Honey sighed. “To be honest, I’m not sure what her thoughts were or how sound. That she kept so much from me, which was really uncharacteristic of her, has me wondering just what her state of mind was. I think the stroke did more damage than she knew. It was certainly more than she allowed me to know.”
“You were in contact with her?”
“Oh, all the time. I wanted to come out here, spend time with her, help after the stroke, but she wouldn’t hear of it. She knew that flying would have been a nightmare for me, putting myself on a plane with so many people.” Honey still shivered a little just imagining the horror show that would have been. “She led me to believe she was doing really well, that with physical therapy she’d recovered most of her abilities, and was doing far better than expected. I should have known when she wouldn’t Skype with me that something more was up.”
“Wouldn’t . . . what?”
Honey laughed. “We used to chat via our computer monitors so we could see each other while we talked. It was as close to being together as we could get. Only she stopped doing that after her stroke. She told me it was because it had left her face droopy from muscle loss on one side, and she didn’t want to worry me. Normally, she’d have just made a joke about it and we’d have dealt with it, but . . . I was trying to be sensitive and, given how scary the whole thing was, who knew, maybe it did really bother her.”
Honey lifted a shoulder, then sighed. “That’s how she got away with moving to the senior care facility without me knowing, and putting her shop up for lease. Of course, when she wrote her will, I’m sure she didn’t think she’d be gone so soon. I spoke with the care facility today, too. They said she’d been doing much, much better and was in good health, just limited by the recovery far more than she’d let on to me, but needed continued assistance. The aneurysm . . .” Honey trailed off, closed her eyes for a moment, willed the threat of tears back, then continued. “She probably hadn’t thought that far ahead about the shop. She should have lived for a much longer time, so maybe she just hadn’t finished putting her plans into place.”
“You knew she wanted the shop for you?”
Honey nodded. “She left me a letter with her will, but it was written before the
stroke. She hadn’t updated her will, either.”
“So, it was written assuming she’d be living there and operating the business up until the time she passed it on to you?”
“Yes—which is exactly what I thought had happened. Her lawyers didn’t advise me differently because they didn’t know, either. Bea never planned on retiring. She loved her work, loved her customers, who were also her friends. Her business was what gave her purpose and kept her engaged with life. I had no doubts that she’d gotten back to it so quickly after her stroke.
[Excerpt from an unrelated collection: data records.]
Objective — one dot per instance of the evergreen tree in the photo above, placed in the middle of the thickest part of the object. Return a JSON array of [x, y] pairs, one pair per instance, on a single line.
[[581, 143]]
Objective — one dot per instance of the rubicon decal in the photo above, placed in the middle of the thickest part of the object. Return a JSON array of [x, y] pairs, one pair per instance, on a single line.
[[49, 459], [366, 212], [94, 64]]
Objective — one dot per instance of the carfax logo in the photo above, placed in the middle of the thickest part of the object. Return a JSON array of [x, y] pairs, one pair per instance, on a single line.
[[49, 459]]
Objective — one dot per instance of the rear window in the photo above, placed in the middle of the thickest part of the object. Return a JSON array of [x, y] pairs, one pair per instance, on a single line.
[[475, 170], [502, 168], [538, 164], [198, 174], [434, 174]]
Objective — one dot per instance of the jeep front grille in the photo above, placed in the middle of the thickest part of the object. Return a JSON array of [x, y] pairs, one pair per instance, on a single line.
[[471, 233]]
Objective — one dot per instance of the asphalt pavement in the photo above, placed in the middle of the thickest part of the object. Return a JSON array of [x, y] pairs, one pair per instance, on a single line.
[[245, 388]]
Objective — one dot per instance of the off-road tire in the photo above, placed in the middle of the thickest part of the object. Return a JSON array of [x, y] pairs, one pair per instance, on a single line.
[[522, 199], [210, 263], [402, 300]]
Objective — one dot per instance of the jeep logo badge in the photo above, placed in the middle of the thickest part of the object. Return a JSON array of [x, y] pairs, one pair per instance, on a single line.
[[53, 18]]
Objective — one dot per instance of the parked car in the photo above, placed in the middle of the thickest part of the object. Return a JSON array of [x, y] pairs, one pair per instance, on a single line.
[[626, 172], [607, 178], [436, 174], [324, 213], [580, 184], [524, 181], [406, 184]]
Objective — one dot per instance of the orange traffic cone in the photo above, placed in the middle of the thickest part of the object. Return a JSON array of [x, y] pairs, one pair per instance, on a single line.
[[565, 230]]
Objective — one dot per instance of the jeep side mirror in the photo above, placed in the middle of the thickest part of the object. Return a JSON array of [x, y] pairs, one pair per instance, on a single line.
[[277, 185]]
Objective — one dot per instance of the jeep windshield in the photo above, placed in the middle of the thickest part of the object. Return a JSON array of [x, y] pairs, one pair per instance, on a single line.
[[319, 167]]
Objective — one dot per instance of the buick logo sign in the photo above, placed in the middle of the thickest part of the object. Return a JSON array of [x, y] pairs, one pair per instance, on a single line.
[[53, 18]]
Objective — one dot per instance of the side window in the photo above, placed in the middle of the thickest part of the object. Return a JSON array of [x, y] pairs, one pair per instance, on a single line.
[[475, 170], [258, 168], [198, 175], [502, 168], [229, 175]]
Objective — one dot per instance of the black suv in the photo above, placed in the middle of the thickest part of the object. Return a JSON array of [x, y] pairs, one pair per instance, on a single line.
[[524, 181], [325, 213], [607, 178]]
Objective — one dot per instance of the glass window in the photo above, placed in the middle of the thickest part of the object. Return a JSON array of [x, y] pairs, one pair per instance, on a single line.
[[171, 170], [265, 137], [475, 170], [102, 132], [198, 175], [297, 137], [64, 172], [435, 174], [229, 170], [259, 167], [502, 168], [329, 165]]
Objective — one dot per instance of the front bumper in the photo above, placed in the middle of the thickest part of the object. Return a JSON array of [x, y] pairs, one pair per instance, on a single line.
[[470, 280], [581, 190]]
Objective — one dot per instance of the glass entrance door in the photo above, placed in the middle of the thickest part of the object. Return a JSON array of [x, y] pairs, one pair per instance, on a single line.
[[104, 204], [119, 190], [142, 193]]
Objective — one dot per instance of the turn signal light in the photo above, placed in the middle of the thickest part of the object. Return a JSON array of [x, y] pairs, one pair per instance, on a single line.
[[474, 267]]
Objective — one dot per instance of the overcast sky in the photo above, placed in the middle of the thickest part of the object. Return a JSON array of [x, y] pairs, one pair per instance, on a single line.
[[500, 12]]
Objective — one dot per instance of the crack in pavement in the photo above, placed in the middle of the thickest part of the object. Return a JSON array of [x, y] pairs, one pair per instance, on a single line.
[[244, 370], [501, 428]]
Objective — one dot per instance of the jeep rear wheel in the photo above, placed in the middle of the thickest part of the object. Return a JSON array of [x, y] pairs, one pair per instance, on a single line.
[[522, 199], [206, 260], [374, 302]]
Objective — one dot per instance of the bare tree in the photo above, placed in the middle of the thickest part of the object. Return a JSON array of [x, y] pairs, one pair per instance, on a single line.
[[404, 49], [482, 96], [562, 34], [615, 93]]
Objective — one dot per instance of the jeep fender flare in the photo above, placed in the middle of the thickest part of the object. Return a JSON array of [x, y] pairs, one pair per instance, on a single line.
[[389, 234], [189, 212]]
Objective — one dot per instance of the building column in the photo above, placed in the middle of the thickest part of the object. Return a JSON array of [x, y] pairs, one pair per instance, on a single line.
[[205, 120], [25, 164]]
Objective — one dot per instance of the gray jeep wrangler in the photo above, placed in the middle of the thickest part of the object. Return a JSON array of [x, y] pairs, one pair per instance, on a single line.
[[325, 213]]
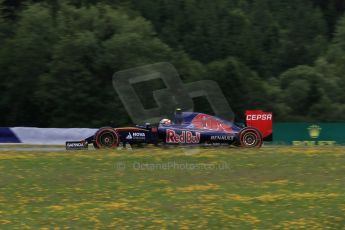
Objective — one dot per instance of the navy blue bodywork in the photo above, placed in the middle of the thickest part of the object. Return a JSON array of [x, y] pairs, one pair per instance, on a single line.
[[186, 128]]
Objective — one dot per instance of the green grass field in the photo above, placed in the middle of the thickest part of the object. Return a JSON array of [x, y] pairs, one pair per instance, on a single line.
[[155, 188]]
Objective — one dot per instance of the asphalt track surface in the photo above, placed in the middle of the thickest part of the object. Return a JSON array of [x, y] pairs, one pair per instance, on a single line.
[[62, 148]]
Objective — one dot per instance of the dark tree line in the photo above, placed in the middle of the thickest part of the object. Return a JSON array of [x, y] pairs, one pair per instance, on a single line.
[[57, 58]]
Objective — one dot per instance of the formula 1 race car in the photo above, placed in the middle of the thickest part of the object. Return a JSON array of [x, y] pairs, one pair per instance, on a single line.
[[188, 128]]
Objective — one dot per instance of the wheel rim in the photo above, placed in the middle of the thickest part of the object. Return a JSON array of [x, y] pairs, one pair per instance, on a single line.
[[107, 139]]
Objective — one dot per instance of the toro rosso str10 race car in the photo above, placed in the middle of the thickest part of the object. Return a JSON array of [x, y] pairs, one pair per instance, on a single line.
[[187, 128]]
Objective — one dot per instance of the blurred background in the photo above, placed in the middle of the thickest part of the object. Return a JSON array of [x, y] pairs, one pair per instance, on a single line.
[[57, 58]]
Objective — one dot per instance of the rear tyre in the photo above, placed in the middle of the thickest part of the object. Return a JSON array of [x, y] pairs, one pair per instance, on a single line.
[[106, 138], [250, 137]]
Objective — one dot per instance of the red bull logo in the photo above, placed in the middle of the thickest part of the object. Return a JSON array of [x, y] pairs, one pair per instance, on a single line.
[[186, 137]]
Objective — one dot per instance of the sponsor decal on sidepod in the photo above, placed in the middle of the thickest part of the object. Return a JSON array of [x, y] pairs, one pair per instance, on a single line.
[[222, 138], [186, 137]]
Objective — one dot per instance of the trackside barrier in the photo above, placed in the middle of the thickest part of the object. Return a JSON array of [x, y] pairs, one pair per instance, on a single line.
[[41, 136], [309, 134], [289, 133]]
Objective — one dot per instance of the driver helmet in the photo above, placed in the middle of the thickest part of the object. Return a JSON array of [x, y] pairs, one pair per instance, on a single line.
[[165, 121]]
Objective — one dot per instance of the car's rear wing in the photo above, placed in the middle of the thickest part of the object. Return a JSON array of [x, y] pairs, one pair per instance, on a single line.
[[261, 120]]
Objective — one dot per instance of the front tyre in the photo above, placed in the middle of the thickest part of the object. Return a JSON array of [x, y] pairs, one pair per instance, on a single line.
[[106, 138], [250, 137]]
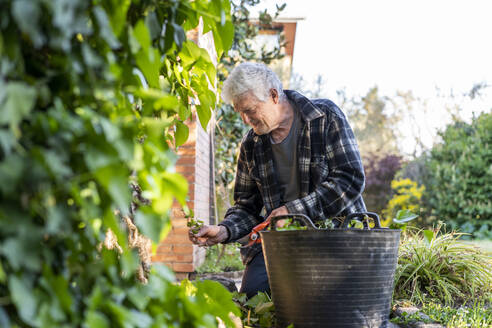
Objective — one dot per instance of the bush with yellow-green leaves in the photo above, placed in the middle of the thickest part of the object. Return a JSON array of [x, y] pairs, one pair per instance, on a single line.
[[407, 197]]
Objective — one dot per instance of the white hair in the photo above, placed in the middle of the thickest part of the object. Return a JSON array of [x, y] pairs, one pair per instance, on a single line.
[[251, 77]]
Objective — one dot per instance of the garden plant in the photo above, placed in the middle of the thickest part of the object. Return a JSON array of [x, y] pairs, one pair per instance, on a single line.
[[94, 96]]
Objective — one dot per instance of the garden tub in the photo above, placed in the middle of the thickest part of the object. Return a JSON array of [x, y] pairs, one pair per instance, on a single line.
[[341, 277]]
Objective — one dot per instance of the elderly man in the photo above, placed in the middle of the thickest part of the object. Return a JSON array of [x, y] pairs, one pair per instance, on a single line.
[[300, 156]]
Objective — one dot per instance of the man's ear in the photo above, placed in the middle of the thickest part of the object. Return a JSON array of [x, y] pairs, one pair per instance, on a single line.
[[274, 95]]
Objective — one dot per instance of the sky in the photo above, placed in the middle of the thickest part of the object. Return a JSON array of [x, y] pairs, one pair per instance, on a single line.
[[416, 45]]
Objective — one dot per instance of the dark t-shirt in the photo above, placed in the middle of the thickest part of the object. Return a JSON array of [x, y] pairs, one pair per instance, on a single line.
[[286, 164]]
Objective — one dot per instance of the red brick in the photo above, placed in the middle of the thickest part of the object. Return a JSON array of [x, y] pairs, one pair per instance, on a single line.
[[186, 151], [183, 249], [185, 169], [188, 258], [171, 257], [181, 230], [179, 222], [182, 275], [176, 214], [186, 160], [174, 238], [162, 258], [164, 248], [183, 267]]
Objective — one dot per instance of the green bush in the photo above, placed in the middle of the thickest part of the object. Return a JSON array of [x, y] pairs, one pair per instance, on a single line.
[[91, 94], [434, 265], [459, 185]]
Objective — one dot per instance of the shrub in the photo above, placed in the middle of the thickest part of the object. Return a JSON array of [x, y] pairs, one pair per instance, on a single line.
[[460, 181], [380, 171], [406, 197], [437, 265], [91, 91]]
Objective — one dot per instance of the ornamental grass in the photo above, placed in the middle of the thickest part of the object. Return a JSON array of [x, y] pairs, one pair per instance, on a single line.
[[437, 265]]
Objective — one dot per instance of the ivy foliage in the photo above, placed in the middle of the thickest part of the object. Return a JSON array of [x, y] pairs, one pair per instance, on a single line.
[[94, 95], [459, 182]]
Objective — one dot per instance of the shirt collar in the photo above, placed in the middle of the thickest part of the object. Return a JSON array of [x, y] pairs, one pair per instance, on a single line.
[[308, 110]]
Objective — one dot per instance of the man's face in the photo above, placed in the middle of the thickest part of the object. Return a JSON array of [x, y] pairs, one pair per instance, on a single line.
[[261, 116]]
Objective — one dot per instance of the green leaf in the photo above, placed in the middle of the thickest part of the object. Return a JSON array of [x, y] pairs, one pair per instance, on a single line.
[[59, 286], [179, 34], [4, 318], [105, 30], [118, 15], [142, 35], [264, 307], [11, 173], [151, 224], [429, 236], [27, 8], [20, 99], [226, 35], [24, 298], [3, 277], [7, 140], [403, 216], [96, 319], [149, 63], [22, 252], [153, 25], [181, 134], [114, 179]]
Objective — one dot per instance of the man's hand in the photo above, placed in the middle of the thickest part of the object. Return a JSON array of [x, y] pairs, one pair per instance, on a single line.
[[282, 210], [209, 235]]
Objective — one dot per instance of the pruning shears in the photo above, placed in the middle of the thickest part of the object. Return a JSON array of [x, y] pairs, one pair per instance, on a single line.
[[254, 235]]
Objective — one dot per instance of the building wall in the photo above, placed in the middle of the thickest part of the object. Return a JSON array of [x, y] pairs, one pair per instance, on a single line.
[[195, 163]]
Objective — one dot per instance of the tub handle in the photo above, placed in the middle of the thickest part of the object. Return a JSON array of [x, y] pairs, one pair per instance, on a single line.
[[360, 216], [296, 217]]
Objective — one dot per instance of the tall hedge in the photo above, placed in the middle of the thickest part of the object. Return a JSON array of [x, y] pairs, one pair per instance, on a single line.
[[459, 187], [93, 96]]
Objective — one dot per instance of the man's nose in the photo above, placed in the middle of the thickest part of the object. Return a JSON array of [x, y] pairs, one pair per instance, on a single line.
[[245, 118]]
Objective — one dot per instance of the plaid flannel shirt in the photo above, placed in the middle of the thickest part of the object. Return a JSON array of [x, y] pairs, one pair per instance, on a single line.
[[331, 171]]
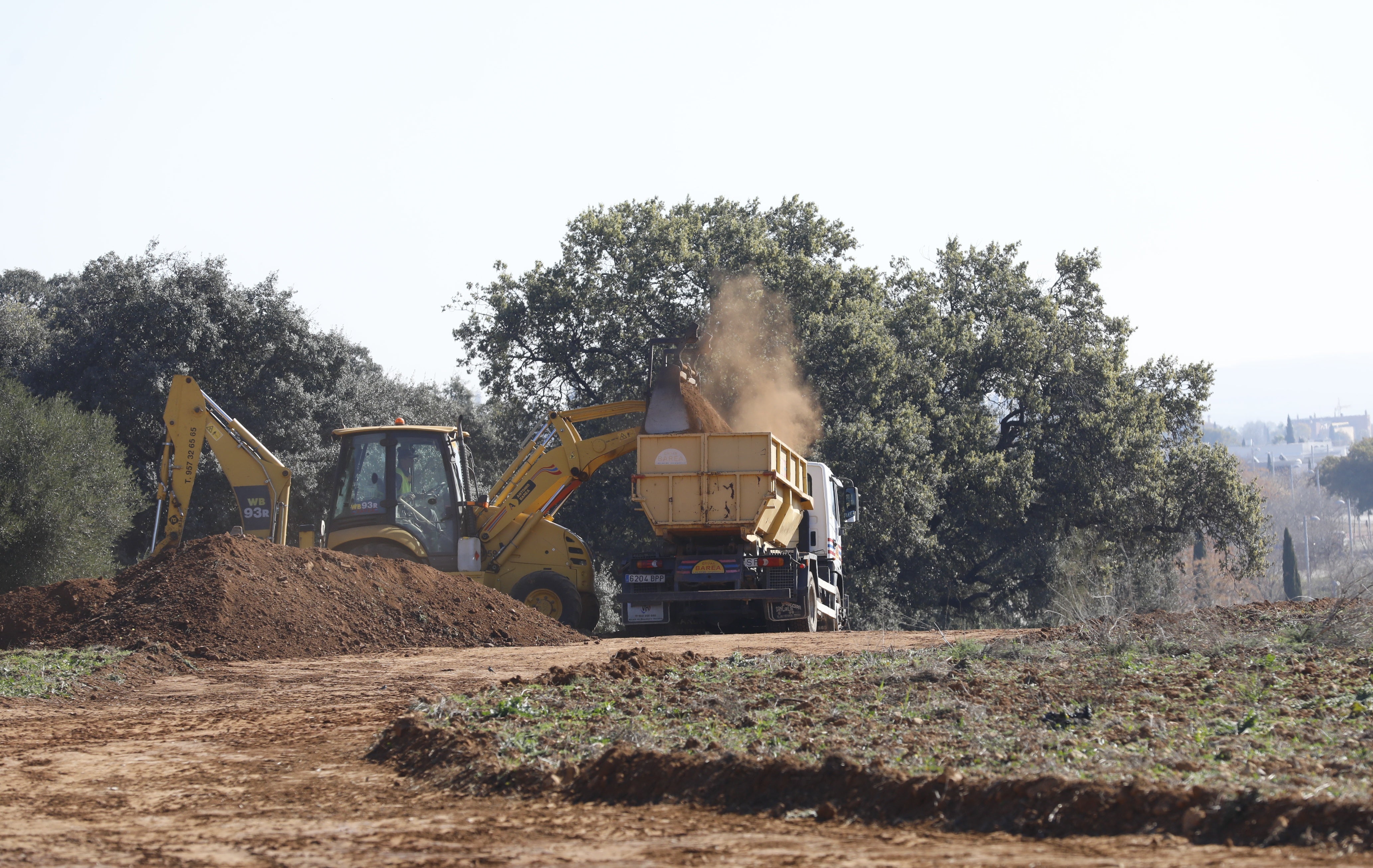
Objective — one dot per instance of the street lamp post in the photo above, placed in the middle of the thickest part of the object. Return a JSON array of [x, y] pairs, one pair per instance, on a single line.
[[1306, 540]]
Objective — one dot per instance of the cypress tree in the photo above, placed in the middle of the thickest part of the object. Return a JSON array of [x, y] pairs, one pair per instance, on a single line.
[[1291, 577]]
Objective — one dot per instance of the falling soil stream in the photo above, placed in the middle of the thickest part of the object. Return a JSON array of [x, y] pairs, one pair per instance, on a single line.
[[259, 763]]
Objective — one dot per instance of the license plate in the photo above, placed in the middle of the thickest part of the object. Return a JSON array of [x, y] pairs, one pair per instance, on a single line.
[[787, 612], [646, 612]]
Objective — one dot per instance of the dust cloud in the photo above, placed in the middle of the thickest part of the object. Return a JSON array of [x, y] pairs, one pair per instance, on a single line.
[[750, 371]]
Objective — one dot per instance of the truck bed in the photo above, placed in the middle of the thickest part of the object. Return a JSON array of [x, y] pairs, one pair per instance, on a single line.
[[741, 484]]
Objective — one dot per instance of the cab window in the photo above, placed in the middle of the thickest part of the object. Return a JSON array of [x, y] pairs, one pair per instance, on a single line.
[[363, 478], [425, 502]]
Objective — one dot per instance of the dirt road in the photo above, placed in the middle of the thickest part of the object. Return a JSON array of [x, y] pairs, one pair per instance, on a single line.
[[259, 764]]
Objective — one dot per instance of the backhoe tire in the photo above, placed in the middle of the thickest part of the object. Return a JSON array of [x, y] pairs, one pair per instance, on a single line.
[[553, 595], [381, 548], [591, 613]]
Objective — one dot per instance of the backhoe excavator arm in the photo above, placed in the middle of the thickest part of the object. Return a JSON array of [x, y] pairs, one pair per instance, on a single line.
[[262, 483], [550, 466]]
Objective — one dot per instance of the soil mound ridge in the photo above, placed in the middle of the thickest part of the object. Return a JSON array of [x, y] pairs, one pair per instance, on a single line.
[[242, 598], [27, 613], [839, 788]]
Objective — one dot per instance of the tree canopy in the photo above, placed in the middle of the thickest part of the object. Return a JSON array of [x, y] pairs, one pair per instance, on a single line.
[[991, 418], [1351, 476], [65, 494], [112, 337]]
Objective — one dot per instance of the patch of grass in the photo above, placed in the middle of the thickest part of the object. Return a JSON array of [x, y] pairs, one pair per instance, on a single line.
[[1163, 707], [43, 673]]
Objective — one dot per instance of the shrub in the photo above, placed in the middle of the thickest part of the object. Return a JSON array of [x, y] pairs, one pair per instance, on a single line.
[[65, 492]]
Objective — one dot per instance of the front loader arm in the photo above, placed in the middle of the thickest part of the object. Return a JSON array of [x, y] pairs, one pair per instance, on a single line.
[[550, 467]]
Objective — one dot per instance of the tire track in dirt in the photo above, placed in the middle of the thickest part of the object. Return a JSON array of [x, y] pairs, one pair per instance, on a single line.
[[260, 763]]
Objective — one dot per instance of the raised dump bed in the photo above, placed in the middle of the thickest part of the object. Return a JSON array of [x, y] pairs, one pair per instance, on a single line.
[[742, 485]]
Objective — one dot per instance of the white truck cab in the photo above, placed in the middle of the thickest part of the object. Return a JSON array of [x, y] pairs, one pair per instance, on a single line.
[[823, 532]]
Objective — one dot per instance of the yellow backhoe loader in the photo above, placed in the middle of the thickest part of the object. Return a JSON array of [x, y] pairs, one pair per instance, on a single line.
[[407, 491], [262, 483]]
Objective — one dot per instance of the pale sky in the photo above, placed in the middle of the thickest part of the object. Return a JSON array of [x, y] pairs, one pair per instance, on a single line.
[[379, 157]]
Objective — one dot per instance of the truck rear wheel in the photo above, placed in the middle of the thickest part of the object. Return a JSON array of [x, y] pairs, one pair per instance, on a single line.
[[553, 595], [591, 613]]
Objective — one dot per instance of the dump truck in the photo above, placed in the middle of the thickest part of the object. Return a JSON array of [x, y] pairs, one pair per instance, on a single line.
[[408, 492], [752, 532]]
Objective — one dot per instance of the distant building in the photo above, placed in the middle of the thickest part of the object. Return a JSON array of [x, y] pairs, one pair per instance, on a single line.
[[1283, 455], [1354, 428]]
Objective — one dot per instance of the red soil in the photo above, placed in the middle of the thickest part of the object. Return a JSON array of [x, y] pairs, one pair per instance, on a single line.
[[242, 598]]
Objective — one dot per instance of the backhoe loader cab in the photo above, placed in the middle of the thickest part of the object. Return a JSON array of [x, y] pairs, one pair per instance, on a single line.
[[396, 495], [407, 491]]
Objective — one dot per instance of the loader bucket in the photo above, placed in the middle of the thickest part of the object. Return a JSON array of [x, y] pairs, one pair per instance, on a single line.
[[676, 404], [667, 410]]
That was exactly what would have motivated her to get better.”
“You weren’t surprised she left the business to you, then? Even though she discouraged you from coming to see her?”
“Oh, she’d urged me to move here over the years, but I wouldn’t even consider it. I told myself I was happy, successful—which I was, as much as I could be—so why mess with that? It was a lot more than some people had. It was only after I read her letter that I”—she paused again and swallowed hard—“really took stock and allowed myself to admit what I’d buried for so long, which was that I wanted a chance at a more normal life. I simply hadn’t had the courage to reach for it. Bea leaving me her shop space and her apartment was . . . I don’t know, like a sign. Or certainly a tantalizing prospect. One, in the end, I couldn’t ignore.”
“Just because it’s not panning out as you’d thought it would doesn’t mean it can’t work.”
“When the lease is up and they renew—and I’m assuming they will, given the popularity of the cupcake shop and Lani and Baxter—then it will be income for me, but that’s years off. As it is now, technically, it’s just an additional burden. As the landlord, I’m responsible if anything goes wrong with the place. I mean, the management company is still on the lease agreement, so that’s who Lani would call to come fix whatever . . . but then they’ll call me for payment.”